I know so many parents who say their kids are picky eaters, or won’t try new things. I recall the frustration I went through with my daughter who was most decidedly not a picky eater, though she was a capricious one. On Tuesday she would enjoy some cut up avocado and banana, and Wednesday she would notify me that there was no way she was going to eat avocado; she didn’t like it. “But you liked it yesterday” I likely whined… “Nope” her reply. This did not rule out the real possibility that Friday she would
request demand avocado again. Food is one of those areas where the ideas we have about nature and nurture are constantly being challenged. Are picky eaters made or born?
Was I lucky that my child wasn’t a picky eater, or did something in my parenting influence that? She was exposed to all kinds of foods and flavors and textures, but so were my nieces, one of them a most particular eater, with very definite tastes. We want our kids to be happy, to eat and grow, and develop, so we feed them what they like, what they will eat, and try to make sure some of that is nutritious and healthy, and sometimes you have a kid who will only eat grilled cheese, made with white not yellow cheese. Are we giving up too easily? Do we need to take a lesson from Sam I Am, and keep at it until they try just a little of that dreaded green egg if only to make us go away?
Young children have very little control over their lives. We dress them, decide where they will spend their time, when they wake up, sleep, play… By the time they are about two they have figured out that they can decide what does or doesn’t go in their mouth. I think sometimes the power of refusing something is greater than hunger, especially when we’re talking about avocado, or chicken, or green beans. All of this for me is purely speculative, and I never got to test my theories on an actual child. Is it better to enable your child’s food preferences, or to offer no alternative? Are they more likely to eventually eat what is offered rather than remain hungry, or to remain steadfast in their refusal?

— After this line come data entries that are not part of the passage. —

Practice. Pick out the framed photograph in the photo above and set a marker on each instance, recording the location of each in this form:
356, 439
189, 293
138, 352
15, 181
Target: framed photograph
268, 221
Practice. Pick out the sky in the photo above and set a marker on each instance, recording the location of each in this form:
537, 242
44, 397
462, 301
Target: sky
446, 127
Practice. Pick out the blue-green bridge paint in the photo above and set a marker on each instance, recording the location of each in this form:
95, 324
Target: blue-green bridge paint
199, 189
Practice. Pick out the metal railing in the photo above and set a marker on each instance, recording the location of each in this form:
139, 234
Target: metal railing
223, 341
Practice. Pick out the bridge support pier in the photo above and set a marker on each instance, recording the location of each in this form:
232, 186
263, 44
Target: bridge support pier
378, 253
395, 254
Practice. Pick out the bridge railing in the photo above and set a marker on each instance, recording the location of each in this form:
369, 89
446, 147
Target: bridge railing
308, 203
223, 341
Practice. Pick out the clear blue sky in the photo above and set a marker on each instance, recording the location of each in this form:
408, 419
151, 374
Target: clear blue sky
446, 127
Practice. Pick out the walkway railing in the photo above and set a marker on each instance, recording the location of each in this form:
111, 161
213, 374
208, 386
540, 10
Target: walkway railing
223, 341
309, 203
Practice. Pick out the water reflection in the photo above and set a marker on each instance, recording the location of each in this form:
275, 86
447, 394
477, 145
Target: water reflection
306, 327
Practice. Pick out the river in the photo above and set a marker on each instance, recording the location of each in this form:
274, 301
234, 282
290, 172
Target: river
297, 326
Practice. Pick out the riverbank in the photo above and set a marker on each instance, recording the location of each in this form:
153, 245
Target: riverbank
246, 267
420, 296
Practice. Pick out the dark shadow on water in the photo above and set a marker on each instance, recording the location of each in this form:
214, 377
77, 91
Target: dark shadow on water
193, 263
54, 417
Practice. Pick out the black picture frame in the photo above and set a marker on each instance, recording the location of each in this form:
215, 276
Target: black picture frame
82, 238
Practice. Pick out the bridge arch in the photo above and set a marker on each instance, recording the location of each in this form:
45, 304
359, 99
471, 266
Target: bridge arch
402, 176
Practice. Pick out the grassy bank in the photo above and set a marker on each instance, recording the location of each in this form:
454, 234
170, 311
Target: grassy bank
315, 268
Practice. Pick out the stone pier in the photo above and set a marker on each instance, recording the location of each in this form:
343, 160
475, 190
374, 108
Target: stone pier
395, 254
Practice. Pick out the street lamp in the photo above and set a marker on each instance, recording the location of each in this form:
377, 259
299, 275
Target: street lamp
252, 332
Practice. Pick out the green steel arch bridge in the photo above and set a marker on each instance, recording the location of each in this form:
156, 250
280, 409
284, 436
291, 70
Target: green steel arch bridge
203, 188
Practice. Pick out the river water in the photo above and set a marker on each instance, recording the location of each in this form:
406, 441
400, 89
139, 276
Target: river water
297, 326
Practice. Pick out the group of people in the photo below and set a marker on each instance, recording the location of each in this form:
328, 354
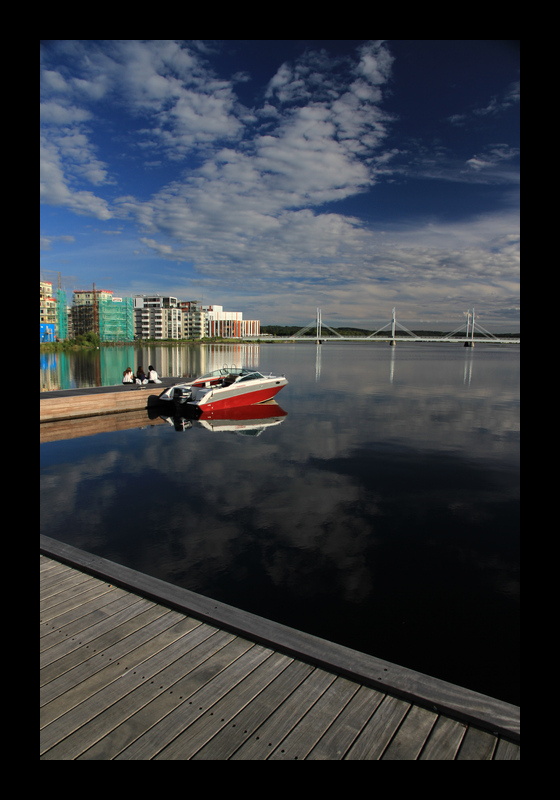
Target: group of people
141, 377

Each of us has different thresholds for all kinds of tests. Some people are strong-willed and stubborn, and will dig their teeny, tiny heels in if they feel any pressure to obey, while others are more likely to take the path of least resistance, and go along with the program, and between those extremes lies a broad range of obedience and defiance, often within the same individual. There is a new commercial on for Silk Almond milk, an animated almond is reasoning with an actual human to try to get him to taste the almond milk, and the man doesn’t want to try it because he doesn’t know how it will taste. Naturally the animated almond prevails, and (spoiler alert) the man likes it.
Most of us have have some degree of squeamishness about certain foods, organ meats come to mind, but plenty of people are wary about anything new no matter how mainstream it seems to us. We find the things we like, and we stick with them. I knew a guy who had sweet and sour chicken whenever he ate Chinese food. When I asked him why he only ate that, he said he didn’t like Chinese food even though he had never eaten anything but sweet and sour chicken, which he liked. For some food is an adventure, for others a land mine filled with potentially yucky stuff, I wish for all of us a friend as persistent as Sam who will get us to enjoy more of what life and the world of food has to offer.
Happy 110th Birthday to Theodor Seuss Geisel!!